ミニコラム:FPと考える”家計戦略”

知っておきたいファイナンシャル・プランニングの基本を、お金について学んでいる金子さんがFPから教わるミニコラムです。ライフステージに合わせて、人生100年時代の観点から「戦略」を考えていきます。
毎月第3金曜日に更新中!

最新号
2021年3月号
CFP®認定者 上野 誠

お金も心も安心なエンディング

Q:「相続で争う」って本当にあるの?
 会社の同僚が「親戚が亡くなったんだけど、どうやら相続で揉めてるみたいなんだよね」とポツリ。ドラマや映画だけの話じゃないの!?と驚いた金子さん、FPに円満な相続のアドバイスを求めに来ました。

金子さんとは?
出版社勤務の30代。社内異動でこの春から経済誌担当になったもののお金のことはさっぱり…。「人生100年」や「老後資金2,000万円不足問題」をキーワードに取材を重ねる中、自身のお金の知識に不安を感じるように。FPにレクチャーを受けながら、目下お金の勉強中。
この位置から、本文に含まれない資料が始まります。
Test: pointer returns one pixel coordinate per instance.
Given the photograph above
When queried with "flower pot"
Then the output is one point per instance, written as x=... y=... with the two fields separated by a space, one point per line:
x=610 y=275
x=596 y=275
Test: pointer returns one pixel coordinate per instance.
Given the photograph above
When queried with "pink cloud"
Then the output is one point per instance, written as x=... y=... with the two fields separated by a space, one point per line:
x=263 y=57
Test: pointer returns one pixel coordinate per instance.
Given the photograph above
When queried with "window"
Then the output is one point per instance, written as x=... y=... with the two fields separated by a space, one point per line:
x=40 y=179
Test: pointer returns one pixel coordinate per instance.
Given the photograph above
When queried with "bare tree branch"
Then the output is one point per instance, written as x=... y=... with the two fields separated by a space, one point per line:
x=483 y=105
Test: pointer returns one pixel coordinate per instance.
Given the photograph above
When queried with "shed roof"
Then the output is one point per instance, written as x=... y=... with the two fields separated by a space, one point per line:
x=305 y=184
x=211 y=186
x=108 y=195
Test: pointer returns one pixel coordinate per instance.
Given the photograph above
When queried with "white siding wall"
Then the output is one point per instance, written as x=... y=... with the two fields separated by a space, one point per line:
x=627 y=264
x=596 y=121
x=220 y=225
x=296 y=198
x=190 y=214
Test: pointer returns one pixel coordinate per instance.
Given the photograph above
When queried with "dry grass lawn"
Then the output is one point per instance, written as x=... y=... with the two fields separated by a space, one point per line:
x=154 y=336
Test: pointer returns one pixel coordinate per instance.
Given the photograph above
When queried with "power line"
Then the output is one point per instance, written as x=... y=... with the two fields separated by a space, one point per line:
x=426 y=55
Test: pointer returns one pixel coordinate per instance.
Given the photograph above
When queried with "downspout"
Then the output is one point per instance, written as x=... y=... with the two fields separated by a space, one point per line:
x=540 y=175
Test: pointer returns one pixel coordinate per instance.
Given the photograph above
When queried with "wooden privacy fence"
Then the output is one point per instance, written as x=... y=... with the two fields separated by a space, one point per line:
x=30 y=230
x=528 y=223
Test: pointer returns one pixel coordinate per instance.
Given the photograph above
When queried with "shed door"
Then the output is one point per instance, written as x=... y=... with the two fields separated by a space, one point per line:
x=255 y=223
 2019年の厚生労働省「人口動態統計」によれば、1年間に亡くなった方は約138万人※。相続はこの亡くなった方の数だけ発生することになります。
 「我が家は財産が少ないから争いなんて関係ない」なんて声をよく耳にします。しかし、相続発生後に財産の大小とは関係なく、家族のそれまで抑えていた不満が表に出て争いになることは実際に起こるものです。
 本人も残された人も安心なエンディングを迎えるために、「遺言書」の考え方をお伝えします。

「家族のために準備する」という想いを

 相続準備と聞いて「遺言書」を思い浮かべる方は多いでしょう。自身の死後、財産をどう分けるか指定するため作成するのが遺言書です。相続争いを防ぐ基本なのですが、「なかなか手をつけることができない」と思われがちでもあります。
 「死後のことを考えるなんて縁起でもない」
 「遺言書なんてなんだか難しそう」
 「子ども達に任せればいい」
 このような理由で準備が進まないようですが、「万が一の時が心配なので、親にはきちんと準備をしてほしい」という子ども側の声を聞くことも。また、遺言書がないため故人の意思がわからず、相続人同士でトラブルになるケースも見受けられます。
 遺言書を準備することは残された家族の負担軽減に繋がります。「家族のために準備する」という想いをもって取り組んでみてください。

まずは財産の分け方を考える

 遺言書は原則として自由に財産の分け方を指定できますので、まずは家族にどのように財産を残したいかを考えましょう。ただし、争いを避けるためには次の3点に気をつけて検討することが大切です。
 ・残された家族の生活に不安はないか
 ・今までの家族に対する援助の有無
 ・今後の生活で介護など支援してくれる家族がいるか

 また、なぜそのような分け方にしたのか想いを残すことも重要です。遺言書には「付言事項」という法的な効力のない項目がありますので、これを使って理由を伝えるとよいでしょう。
 なお、相続人が配偶者、子、父母など兄弟姉妹以外の場合には「遺留分」があります。遺留分は法律で相続人に認められている「最低限の取得分」と考えてください。遺留分を考慮しない遺言書も作成はできますが、遺留分を主張できる相続人が「遺留分侵害額請求権」を行使すると、争いになることがあるため、注意が必要です。

 この他、財産をどう分けるか不安や心配、疑問のある方は多いでしょう。また、今回は取り上げていませんが、遺言書にも種類があります。どのように遺言を残すか、相続に詳しいFPや各士業者に相談されることもおすすめします。

元気なうちに向き合う

 「人生100年時代」とはいえ、しっかりした判断のもとに相続を考えることができる時期は限られています。先延ばしにして体調が不安になってからでは考えもまとまりません。
 きちんとした準備ができれば、すっきりした気持ちで安心して残りの人生を送ることができるでしょう。ぜひ元気なうちに、ご自身のエンディングと向き合ってみてはいかがでしょうか。

※出典:厚生労働省ホームページ「令和元年(2019)人口動態統計(確定数)の概況」
  • ※バックナンバーは、原則執筆当時の法令・税制等に基づいて書かれたものをそのまま掲載していますが、一部最新データ等に加筆修正しているものもあります。
  • ※コラムニストは、その当時のFP広報センタースタッフです。本コラムは執筆者個人の見解を掲載したものであり、当協会としての意見・方針等を示すものではありません。